= Teganissorens =

Teganissorens (also known as Decanesora; c. 1682 – 1718) was an influential Onondaga chief, orator and diplomat. He played a leading role in English–French–Haudenosaunee relations during the last quarter of the seventeenth and first quarter of the eighteenth centuries.

==Biography==
He was strongly attached to the French, and in 1682 was placed at the head of a deputation of Haudenosaunee chiefs that was sent to Montreal to make terms with Frontenac and his Indian allies. It was soon discovered that the Haudenosaunee had sent Teganissorens as a blind, and were taking the field against the Illinois Confederation, while pretending to wish for peace. But the French governor dismissed him with honor, knowing that his influence did not extend to all the Haudenosaunee tribes.
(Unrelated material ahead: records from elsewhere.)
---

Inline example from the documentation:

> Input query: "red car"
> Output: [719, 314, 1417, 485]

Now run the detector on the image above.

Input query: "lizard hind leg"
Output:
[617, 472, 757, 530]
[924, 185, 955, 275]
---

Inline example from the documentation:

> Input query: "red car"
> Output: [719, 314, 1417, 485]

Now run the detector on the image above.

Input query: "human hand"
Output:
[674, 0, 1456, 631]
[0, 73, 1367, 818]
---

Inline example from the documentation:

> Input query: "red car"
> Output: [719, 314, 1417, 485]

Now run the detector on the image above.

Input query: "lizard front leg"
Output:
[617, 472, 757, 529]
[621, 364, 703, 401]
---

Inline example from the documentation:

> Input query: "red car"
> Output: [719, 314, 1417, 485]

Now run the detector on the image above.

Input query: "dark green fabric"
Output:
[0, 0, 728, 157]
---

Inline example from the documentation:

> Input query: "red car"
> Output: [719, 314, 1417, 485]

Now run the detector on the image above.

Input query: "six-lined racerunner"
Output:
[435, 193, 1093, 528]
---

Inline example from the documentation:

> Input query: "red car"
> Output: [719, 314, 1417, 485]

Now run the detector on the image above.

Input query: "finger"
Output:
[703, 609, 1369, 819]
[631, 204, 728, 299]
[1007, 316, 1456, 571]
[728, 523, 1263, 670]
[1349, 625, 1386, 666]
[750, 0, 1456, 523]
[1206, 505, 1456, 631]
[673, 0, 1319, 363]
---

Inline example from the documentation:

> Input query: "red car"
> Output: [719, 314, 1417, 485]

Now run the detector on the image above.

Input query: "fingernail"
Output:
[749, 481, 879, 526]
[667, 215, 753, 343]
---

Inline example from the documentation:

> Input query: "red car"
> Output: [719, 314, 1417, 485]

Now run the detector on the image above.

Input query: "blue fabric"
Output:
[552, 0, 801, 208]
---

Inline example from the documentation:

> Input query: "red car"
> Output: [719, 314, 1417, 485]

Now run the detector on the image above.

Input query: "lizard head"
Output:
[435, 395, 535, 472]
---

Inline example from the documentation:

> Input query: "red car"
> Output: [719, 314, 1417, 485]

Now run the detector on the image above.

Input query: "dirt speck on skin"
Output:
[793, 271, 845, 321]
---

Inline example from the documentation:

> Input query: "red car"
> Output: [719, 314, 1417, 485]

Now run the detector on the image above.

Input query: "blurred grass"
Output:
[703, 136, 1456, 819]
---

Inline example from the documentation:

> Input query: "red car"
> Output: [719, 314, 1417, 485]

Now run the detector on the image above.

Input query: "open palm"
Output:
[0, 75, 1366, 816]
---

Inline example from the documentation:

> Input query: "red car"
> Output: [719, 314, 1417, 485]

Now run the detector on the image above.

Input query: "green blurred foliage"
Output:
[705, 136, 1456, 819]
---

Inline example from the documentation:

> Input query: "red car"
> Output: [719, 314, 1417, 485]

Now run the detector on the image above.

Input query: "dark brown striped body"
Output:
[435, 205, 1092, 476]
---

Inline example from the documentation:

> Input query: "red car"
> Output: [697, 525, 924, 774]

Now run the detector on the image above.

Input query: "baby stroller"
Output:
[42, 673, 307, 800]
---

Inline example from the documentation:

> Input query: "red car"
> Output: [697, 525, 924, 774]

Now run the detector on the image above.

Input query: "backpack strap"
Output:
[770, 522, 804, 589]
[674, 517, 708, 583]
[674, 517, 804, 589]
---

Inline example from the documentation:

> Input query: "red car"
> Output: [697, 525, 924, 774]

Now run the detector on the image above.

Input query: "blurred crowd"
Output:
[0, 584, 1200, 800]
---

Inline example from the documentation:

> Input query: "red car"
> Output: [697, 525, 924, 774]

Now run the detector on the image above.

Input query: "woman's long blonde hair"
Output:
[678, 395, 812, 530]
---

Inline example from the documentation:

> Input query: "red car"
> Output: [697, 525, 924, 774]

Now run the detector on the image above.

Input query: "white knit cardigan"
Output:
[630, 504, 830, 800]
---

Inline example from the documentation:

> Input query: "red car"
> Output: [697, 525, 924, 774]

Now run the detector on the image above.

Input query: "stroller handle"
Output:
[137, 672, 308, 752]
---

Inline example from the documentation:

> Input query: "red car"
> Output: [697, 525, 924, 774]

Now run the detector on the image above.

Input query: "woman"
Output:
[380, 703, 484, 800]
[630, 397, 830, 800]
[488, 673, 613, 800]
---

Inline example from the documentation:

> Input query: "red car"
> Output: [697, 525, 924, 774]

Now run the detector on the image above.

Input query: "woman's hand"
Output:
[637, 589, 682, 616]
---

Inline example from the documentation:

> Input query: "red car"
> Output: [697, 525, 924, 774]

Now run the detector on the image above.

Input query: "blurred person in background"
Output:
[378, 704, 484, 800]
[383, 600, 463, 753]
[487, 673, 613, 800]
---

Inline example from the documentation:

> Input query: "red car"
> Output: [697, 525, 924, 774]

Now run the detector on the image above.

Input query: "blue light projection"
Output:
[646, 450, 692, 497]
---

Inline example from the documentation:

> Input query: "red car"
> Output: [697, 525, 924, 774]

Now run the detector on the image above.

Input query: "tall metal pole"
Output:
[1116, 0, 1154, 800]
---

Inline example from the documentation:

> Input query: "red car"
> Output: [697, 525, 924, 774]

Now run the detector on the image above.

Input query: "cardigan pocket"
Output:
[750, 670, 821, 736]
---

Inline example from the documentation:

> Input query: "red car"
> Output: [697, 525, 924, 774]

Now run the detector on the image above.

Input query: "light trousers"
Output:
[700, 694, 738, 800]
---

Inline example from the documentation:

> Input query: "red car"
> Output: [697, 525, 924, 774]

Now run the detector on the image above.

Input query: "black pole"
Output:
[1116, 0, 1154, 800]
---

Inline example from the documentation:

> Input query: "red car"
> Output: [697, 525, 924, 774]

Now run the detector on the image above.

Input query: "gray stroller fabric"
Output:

He set out on a similar mission in 1688, and the preliminaries for a treaty were arranged between Denonville, the Canadian governor, and the Haudenosaunee deputies. The Hurons were dissatisfied with the proposed treaty, and, on the return of Teganissorens and his party, they were attacked by Kondiaronk, a Huron chief. Some were killed and others taken prisoners, among the latter Teganissorens, who, on complaining of this attack on an ambassador and a friend of the French, was told by Kondiaronk that the latter themselves had sent him. To show that he spoke sincerely, he at once released the Haudenosaunee ambassador. Teganissorens, however, remained loyal, and continued to render such services that he ranked with Oureouhare and Garaconthie as one of the three Indians to whom the French colony in Canada was most indebted.

He became a Christian in 1693, and in May 1694 arrived in Quebec with eight deputies. He was received with kindness by Frontenac, the governor, who gave him many presents. He proposed the restoration of Catarocouy (Kingston), and that it should be strengthened and made the bulwark of the colony. The suggestion was eagerly adopted by Frontenac, who prepared a large escort which was to conduct to that port a garrison, mechanics, and all necessary stores, but he was obliged to countermand the expedition, owing to an order from the French court. He excited the displeasure of the governor afterward by not returning to Montreal at a fixed date with the submission of some of the Haudenosaunee tribes who were holding back. But the reason of his delay was that he found his efforts to bring about a general reconciliation between the Haudenosaunee and the French abortive.

He remained at Onondaga, where he received three French ambassadors that had been sent to make a treaty with the Haudenosaunee on August 10, 1700. He afterward received both French and English agents and declared his intention of remaining neutral. Hearing in 1703 that some of the Haudenosaunee were concerting with Vaudreuil (who had then succeeded Callières in the government of the colony) an attack on the English settlements, Teganissorens went to Montreal and protested angrily against this breach of neutrality and declared that his tribe would take part for neither side. As the neutrality of the Haudenosaunee was what the French governor wanted, he assured the chief that he would not send any parties against the English in New York. Teganissorens, on his part, pledged himself to retain the missionaries that were in his country. In 1711 he informed Vaudreuil that preparations were made at New York, Albany, and Boston for an invasion of Canada.